Data Flexibility

Data Flexibility is surely the goal. I can’t believe that it has taken me so long to write a post on this! How much time have we spent ‘dragging and dropping’ only to create rigid patterns that snap within months? Happily, we now have options!

Data Flexibility is the ability for a solution to grow, shrink or change to meet a revised set of data needs or requirements. Change is so prevalent that we must ensure the data we manage can cope.

The post explains flexibility in terms of:

Platform
Integration
Storage
Access

At the end of the day, how do we avoid rigidity?

Platform

This a simple, one-word answer, it is Cloud. AWS, AZURE and GCP have come to the rescue. The following are some common scenarios where cloud service providers provide the ability to:

Add new services at a click. An example is where an Azure client needs to discover and understand their data sources more completely. Within hours they can add Azure Data Catalog to facilitate this.
Automatically scale both horizontally and vertically. An example is an AWS client that has periodic peak loads that require them to initiate EC2 Auto Scaling to meet performance expectations.
Create temporary environments to carry out periodic activities. For example a GCP client needs to test their Disaster Recovery (DR) procedure and therefore spins up replica Compute Engines so they can validate the recovery procedure.

Integration

I will be honest; this is my favourite! For far too long we have been creating rigid, point to point, integration patterns that snap if there is a change. Hand-coded Extract Transform and Load (ETL) patterns were the default option.

Integration flexibility is now provided by:

Rapidly loading data structures, that do not require complex business rules (e.g. Landing, Staging, Raw Data Vault or Data Lake), with minimal hand-coding. A Meta Data-Driven Framework or tool is a must.
Using a Pub/Sub pattern if the integration needs ‘many’ system integration points, multiple protocols (e.g. FTP, HTTP, etc.) and message routing. This will help avoid:
- Integration issues where either Publisher or Subscriber are periodically off-line.
- Performance bottlenecks due to a subscriber client process that can’t acknowledge messages as rapidly as the publisher can send.

Using a Micro Service integration pattern to deliver Service Orientated Architecture (SOA) in a targeted, flexible and incremental manner. This means the client can avoid the traditional monolithic approach where all the eggs are all in one basket.

Storage

Data Flexibility would be impossible without a recent change in storage options. Schema definition was previously required before data could be stored. This meant ingestion was costly and slow due to the modelling overhead. We are now able to choose from a range of approaches where the schema is only really relevant when reading data. Examples of these include Amazon S3 or Azure Blob storage.

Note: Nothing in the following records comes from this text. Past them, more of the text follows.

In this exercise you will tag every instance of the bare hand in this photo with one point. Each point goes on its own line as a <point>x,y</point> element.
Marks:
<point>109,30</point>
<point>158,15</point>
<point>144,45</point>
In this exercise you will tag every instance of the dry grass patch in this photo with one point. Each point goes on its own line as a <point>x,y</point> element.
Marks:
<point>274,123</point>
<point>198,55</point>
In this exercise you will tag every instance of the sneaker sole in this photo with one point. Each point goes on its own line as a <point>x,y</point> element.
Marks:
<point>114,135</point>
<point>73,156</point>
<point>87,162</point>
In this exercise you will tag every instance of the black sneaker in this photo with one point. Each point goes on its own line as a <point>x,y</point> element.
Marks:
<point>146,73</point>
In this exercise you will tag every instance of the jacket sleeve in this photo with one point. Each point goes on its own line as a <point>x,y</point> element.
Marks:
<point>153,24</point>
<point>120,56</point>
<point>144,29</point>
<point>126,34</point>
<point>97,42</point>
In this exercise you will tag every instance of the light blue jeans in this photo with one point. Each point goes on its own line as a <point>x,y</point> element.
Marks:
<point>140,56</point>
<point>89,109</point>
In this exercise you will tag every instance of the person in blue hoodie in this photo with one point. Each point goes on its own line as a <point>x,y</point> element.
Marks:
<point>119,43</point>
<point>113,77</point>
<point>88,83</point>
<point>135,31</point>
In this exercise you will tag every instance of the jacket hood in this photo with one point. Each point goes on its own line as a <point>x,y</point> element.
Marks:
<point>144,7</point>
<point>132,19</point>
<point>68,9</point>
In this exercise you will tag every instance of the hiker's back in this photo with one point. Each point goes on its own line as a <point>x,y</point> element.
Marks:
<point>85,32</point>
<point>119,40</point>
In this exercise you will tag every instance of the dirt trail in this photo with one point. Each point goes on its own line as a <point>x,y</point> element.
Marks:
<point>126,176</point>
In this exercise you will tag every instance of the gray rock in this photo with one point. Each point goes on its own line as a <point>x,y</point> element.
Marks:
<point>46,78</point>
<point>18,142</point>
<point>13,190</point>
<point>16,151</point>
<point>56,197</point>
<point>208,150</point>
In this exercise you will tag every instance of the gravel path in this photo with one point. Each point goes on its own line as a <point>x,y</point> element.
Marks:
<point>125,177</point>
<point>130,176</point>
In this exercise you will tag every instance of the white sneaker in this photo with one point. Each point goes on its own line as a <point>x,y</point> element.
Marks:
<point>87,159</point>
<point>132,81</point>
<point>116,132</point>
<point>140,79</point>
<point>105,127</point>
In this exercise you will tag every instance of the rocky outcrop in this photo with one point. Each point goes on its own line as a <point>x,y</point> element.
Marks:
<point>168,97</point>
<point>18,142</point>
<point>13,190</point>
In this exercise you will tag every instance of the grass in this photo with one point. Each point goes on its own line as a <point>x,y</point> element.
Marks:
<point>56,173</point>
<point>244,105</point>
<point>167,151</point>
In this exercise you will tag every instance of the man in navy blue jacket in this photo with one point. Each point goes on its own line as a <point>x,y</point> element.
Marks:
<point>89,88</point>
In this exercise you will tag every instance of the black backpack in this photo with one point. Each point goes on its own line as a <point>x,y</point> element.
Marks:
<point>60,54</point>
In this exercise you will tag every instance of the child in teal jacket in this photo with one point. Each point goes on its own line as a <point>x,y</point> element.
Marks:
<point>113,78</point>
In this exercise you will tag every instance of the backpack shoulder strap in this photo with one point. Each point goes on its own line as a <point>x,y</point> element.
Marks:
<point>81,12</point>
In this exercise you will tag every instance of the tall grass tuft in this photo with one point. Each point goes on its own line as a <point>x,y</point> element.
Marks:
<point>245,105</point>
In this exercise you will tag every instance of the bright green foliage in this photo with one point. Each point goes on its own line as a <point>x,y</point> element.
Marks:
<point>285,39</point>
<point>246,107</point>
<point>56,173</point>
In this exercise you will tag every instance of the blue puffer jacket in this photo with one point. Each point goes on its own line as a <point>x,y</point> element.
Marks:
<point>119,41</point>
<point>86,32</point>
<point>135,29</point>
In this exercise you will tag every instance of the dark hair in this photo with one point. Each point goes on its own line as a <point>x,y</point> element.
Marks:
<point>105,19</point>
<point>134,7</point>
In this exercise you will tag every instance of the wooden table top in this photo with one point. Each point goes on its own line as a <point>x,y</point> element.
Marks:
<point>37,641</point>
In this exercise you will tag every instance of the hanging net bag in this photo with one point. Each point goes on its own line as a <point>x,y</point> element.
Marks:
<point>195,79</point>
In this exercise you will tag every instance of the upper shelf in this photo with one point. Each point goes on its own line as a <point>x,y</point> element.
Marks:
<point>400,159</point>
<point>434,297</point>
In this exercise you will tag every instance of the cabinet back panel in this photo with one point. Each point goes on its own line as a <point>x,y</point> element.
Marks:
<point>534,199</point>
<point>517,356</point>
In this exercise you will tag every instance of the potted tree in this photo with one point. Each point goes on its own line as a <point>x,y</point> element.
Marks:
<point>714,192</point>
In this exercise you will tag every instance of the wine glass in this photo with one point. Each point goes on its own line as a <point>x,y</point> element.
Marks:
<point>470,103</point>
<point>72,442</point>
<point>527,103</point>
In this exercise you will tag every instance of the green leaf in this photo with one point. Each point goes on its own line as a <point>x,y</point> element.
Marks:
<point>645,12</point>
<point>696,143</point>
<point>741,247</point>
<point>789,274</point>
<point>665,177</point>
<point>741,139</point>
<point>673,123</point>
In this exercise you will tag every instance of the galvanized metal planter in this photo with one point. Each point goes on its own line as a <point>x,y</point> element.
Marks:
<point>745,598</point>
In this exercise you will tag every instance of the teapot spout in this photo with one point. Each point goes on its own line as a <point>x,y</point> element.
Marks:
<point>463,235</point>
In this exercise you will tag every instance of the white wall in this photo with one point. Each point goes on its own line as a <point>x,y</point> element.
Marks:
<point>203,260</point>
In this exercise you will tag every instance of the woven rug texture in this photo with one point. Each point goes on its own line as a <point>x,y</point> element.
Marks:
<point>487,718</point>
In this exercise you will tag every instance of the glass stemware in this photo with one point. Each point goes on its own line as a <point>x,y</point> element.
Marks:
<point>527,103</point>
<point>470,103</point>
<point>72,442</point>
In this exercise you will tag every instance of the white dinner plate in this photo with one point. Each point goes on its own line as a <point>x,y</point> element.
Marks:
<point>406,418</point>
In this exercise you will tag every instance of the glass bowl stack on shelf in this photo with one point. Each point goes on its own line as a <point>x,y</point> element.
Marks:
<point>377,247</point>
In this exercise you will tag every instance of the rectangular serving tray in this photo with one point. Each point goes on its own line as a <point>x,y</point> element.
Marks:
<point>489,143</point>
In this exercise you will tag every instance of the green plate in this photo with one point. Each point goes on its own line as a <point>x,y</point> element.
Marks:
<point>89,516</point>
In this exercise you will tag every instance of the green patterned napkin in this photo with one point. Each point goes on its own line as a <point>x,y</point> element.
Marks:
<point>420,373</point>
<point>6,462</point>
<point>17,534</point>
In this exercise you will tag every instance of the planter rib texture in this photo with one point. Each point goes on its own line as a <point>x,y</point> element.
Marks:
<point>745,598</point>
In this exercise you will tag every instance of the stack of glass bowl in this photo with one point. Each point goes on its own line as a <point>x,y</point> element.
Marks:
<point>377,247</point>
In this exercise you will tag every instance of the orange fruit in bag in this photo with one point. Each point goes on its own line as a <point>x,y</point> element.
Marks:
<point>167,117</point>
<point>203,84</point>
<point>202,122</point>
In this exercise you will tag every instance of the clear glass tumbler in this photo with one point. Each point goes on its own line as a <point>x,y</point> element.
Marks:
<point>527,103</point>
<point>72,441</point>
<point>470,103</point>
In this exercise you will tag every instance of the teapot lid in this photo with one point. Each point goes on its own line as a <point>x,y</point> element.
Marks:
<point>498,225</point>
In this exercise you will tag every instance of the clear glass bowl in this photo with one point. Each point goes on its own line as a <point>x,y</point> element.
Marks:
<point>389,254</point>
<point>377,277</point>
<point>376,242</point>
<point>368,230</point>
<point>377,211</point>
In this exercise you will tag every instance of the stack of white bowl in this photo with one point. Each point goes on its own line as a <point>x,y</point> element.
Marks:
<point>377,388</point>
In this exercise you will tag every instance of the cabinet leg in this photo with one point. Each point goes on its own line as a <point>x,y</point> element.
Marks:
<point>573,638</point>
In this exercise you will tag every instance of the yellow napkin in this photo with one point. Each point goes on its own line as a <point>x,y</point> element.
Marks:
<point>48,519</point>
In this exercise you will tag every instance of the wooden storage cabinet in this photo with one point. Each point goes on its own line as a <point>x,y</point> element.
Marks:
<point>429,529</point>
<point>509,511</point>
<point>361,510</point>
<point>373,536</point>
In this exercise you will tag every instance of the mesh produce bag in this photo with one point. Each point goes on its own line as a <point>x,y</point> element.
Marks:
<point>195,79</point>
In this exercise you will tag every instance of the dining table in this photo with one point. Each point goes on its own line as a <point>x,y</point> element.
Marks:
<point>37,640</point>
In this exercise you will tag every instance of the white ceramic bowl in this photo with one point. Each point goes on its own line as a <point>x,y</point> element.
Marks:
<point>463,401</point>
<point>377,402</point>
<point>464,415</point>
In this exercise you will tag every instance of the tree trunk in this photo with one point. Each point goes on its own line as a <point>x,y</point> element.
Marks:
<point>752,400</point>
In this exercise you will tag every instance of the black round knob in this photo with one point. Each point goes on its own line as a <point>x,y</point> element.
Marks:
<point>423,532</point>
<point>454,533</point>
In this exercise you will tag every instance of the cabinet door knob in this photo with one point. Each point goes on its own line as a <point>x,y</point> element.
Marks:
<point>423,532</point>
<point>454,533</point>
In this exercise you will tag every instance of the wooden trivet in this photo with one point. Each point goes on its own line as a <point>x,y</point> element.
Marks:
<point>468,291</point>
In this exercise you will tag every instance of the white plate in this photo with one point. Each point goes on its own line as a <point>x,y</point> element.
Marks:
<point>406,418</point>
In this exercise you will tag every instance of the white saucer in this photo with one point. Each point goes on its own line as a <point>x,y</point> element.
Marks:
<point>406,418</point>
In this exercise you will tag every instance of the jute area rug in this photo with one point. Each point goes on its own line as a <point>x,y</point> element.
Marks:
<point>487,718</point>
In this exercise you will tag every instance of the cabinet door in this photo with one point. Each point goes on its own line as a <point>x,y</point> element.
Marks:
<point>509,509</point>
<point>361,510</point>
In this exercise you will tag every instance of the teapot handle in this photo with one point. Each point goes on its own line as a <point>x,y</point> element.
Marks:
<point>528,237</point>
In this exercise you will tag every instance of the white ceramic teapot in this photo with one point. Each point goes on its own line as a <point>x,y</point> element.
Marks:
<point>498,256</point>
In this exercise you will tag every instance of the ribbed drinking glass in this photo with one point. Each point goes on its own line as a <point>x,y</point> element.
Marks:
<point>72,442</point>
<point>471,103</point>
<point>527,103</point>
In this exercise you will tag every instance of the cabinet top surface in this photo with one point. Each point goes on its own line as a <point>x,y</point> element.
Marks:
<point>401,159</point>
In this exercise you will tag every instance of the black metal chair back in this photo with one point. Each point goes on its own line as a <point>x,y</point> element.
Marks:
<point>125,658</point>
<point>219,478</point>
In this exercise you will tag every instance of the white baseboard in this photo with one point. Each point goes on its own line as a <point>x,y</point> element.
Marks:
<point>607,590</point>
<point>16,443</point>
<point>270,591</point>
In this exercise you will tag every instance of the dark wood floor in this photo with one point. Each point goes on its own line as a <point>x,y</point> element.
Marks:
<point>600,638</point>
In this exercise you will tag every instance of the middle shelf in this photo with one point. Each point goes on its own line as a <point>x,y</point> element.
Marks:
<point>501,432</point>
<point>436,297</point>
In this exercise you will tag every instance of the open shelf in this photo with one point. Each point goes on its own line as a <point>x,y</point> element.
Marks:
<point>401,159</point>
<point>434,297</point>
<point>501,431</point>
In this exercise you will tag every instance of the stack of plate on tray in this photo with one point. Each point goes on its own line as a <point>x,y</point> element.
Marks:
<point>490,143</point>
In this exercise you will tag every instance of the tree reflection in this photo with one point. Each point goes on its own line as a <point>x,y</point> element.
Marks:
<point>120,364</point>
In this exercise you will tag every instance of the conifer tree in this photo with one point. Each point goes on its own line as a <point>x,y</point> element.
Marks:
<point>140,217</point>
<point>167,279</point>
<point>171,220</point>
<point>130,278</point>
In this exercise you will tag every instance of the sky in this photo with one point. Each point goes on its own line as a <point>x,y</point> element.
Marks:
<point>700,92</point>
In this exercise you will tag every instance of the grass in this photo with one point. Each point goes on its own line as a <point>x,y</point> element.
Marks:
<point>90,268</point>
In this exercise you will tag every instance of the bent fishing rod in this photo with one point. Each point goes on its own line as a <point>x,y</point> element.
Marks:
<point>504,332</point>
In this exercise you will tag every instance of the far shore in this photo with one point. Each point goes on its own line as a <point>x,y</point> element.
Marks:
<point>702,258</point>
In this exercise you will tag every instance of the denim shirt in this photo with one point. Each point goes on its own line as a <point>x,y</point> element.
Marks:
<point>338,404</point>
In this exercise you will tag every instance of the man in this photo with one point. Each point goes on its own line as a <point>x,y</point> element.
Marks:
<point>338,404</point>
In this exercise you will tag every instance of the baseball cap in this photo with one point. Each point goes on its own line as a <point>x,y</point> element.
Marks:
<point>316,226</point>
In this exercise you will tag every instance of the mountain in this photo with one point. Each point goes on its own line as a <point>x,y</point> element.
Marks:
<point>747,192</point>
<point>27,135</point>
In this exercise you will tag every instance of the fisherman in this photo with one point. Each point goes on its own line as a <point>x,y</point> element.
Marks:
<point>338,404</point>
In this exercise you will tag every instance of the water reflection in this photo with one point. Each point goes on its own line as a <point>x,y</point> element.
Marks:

This shift now means that we have the flexibility to store structured, semi-structured or unstructured data when we want.

Data Architecture

Data modelling, and the number of data layers used, was a simpler choice in the past. Now we have Lake, Vault, Lake House, Warehouse, Mart, ODS, etc. Each of the approaches has its own merits and can deliver Data Flexibility to a greater or less extent. Regardless of your modelling preference, flexibility is supported by:

Raw layers (e.g. Land, Stage, Raw Vault, Lake, etc.) that are simple and extremely quick to build and change
Conformed Business layer that share dimensions
A minimum number of data layers. Each one adds rigidity and cost.
Standard load pattern. Variation impedes rapid change.

Access

We now have rapid data ingestion enabled by Data Lakes, Cloud Storage and Meta Data-Driven integration. The addition of self-service data visualisation tools now means that business users have the flexibility to access the raw data straight after ingestion and prior to modelling.